Мы пока стоим на грани третьей мировой войны. Мировой в том отношении, что весь западный мир готовился на нас напасть.Слава Богу, что на сегодняшний день положение лучше. Хотя на Кавказе война еще идет.
Вы были мне нужны еще несколько дней назад, — продолжил Ларионов, — для контакта с Западом. Ведь вы же считаетесь западником. При чем не только у нас, но и там. Однако события развиваются так, что даже, слава Богу, что вы не нашлись. Все равно бы ничего не получилось. Так что ваш так называемый арест ничем не навредил России… хорошо, правительству, — отмахнулся министр от протестующего движения Романова.
— Более того, — ухмыльнулся Ларионов. — письма из Владимирского централа, то есть ваши две газетные статьи из этого полузаключения серьезно подействовали на английское общество.
Получилось великолепно. Пока правительство Ее Величества занимало антироссийскую позицию и подпинывало другие европейские правительства, рядовые англичане воспылали добрым отношением к арестованному русскому демократу, который сумел в прессе очень просто и понятно объяснить, что не так делается в мире. Если бы вы призвали англичан на баррикады, кое-кто бы рванулся. В общем, агенты Коминтерна отдыхают.
Романов слушал начальника с каменным лицом, но в душе его бушевали бури.
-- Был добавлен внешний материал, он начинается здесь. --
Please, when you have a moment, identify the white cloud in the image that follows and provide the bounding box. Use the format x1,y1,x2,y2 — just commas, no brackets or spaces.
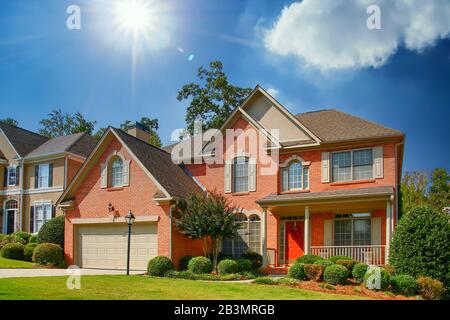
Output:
264,0,450,70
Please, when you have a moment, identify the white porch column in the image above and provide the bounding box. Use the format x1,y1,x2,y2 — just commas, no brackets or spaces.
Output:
303,206,311,254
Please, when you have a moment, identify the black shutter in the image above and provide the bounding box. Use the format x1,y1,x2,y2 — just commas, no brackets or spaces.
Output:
48,163,53,188
30,206,34,233
34,166,39,189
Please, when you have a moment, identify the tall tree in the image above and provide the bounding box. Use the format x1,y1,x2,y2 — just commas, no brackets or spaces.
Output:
39,109,97,138
120,117,162,147
177,61,252,134
428,168,450,211
0,118,19,127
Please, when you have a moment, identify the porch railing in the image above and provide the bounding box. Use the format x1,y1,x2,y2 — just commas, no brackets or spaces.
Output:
311,245,385,265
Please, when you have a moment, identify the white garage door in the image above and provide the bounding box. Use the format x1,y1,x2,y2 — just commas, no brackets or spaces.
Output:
77,223,158,270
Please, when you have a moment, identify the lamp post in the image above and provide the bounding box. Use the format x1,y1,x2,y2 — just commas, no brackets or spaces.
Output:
125,210,136,276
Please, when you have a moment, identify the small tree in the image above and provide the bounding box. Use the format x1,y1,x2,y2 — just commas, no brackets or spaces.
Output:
173,191,241,269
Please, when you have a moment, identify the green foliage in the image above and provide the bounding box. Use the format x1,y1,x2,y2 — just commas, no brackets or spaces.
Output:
288,263,307,280
352,263,369,283
364,267,391,291
241,251,263,271
38,216,65,248
39,109,97,138
178,256,193,271
32,243,64,266
304,264,325,282
173,191,241,269
323,264,348,285
391,274,418,296
236,259,253,272
147,256,175,277
0,243,25,260
389,207,450,287
417,277,446,300
188,257,213,274
217,259,238,275
177,61,252,135
296,254,323,264
23,243,37,261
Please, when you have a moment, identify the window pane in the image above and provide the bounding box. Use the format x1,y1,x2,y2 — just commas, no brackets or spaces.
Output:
289,162,302,190
332,152,352,181
353,149,373,180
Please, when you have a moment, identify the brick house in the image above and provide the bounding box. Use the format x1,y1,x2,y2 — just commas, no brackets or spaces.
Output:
59,86,405,269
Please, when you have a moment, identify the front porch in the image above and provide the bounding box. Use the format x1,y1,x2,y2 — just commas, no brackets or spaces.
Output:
258,187,395,270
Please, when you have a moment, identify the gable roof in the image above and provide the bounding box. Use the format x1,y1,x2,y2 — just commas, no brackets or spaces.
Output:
296,109,403,143
0,123,48,157
26,132,96,159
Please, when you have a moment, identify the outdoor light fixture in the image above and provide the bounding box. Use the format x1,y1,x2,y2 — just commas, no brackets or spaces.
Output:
125,210,136,276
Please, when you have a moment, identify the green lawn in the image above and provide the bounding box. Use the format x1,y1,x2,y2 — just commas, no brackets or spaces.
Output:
0,257,33,269
0,276,370,300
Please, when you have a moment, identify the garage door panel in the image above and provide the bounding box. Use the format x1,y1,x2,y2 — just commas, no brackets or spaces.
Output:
78,224,158,270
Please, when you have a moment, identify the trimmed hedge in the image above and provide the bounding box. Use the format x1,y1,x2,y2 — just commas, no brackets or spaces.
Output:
32,243,64,266
323,264,348,285
0,243,25,260
296,254,323,264
288,263,307,280
188,257,213,274
217,259,238,275
391,274,418,296
147,256,175,277
352,263,369,283
38,216,65,248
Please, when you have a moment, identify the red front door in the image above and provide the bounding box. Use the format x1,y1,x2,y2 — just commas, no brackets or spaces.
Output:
286,221,304,264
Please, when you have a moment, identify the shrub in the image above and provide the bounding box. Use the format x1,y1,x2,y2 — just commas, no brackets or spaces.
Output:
241,251,263,270
352,263,369,283
217,259,238,275
236,259,253,272
188,257,212,274
303,264,325,282
364,267,391,291
23,243,37,261
417,277,445,300
328,256,353,263
178,256,193,271
0,243,25,260
32,243,64,266
38,216,65,248
296,254,323,264
323,264,348,285
288,263,306,280
389,206,450,287
147,256,175,277
391,274,418,296
314,259,334,268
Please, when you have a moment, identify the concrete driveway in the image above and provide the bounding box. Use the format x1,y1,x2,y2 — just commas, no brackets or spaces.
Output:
0,269,144,279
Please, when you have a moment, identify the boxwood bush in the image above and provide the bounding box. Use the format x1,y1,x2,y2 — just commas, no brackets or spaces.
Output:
0,243,25,260
323,264,348,285
391,274,418,296
288,263,307,280
188,257,213,274
32,243,64,266
38,216,65,248
352,263,369,283
217,259,238,275
147,256,175,277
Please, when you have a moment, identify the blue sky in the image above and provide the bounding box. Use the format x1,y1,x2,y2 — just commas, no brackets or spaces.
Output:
0,0,450,175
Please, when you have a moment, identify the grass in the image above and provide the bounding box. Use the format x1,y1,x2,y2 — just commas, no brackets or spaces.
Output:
0,276,370,300
0,257,34,269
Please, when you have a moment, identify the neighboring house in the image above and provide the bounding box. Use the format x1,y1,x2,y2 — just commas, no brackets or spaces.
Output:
0,124,95,234
59,86,405,269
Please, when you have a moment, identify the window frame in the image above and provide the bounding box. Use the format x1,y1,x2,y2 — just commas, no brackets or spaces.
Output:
330,148,375,183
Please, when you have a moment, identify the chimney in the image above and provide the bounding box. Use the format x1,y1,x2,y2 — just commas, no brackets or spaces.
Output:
128,122,151,143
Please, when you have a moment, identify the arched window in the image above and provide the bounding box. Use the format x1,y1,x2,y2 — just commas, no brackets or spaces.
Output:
111,157,123,187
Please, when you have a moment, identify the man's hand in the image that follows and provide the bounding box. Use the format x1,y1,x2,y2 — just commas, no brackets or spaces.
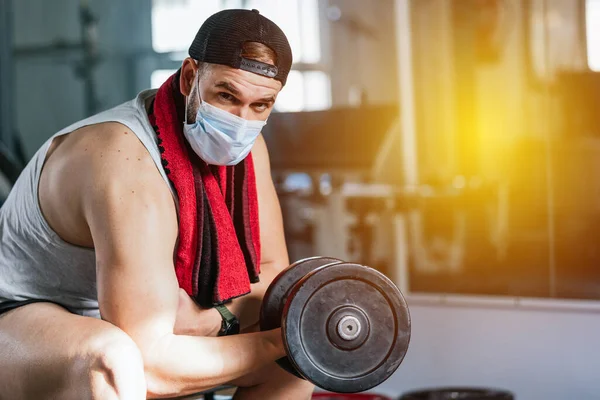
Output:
173,289,222,337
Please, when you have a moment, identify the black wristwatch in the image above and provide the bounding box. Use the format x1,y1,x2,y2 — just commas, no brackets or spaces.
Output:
215,304,240,336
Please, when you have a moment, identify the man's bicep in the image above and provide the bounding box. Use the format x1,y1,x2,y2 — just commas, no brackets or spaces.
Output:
85,162,178,348
252,135,288,268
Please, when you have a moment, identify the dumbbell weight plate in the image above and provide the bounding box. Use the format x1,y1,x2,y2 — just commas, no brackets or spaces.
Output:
282,263,410,393
260,257,342,378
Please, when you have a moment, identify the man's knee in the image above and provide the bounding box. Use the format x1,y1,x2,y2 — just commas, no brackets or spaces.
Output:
69,331,146,400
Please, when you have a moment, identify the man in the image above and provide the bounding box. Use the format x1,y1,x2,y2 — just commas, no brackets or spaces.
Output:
0,10,313,400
Маша-Машенька, как же ты милая великолепно сработала! Ведь ты если и не спасла ему жизнь, то, по крайней мере, репутацию. И остановила нарастание агрессии Запада на Россию.
— Ваши действия в Великобритании, по мнению президента и Совета Безопасности России, заслуживают наивысшей оценки, о чем вы узнаете позже. Ну а теперь о менее приятном.
Он помолчал. Лицо Ларионова сразу резко постарело и осунулось. Чувствовалось, что он переживает не лучшие дни в своей жизни и находится в психологическом напряжении.
— Я, надеюсь, вы в курсе международных отношений и положения России? Оно за последнюю неделю настолько изменилось, словно столетие прошло.
— В общих чертах, — осторожно сказал Дмитрий Сергеевич, страстно надеясь, что Ларионов не станет устраивать ему экзамен. Откуда он мог узнать об этом положении — в постели Маши или находясь под арестом?
Впрочем, министр и не собирался его проверять.
— Вот и хорошо. Хотя, вряд ли пресса, что наша, так и английская, выдает всю информацию и тем более объективно. Наверное, смотрели английское телевидение и читали английские газеты? Из них узнаешь немного.
Ситуация меж тем трудная и очень для России… — он остановился, усмехнулся и поправился, вспомнив поправки Романова относительно чиновников, — для правительства России негативная. К сегодняшнему дню нас практически прижали к стенке. И под дулами всевозможного оружия требуют перейти к переговорам на их условиях. Вот так. Наши военные войну почти выиграли, а дипломаты сейчас ее будут проигрывать.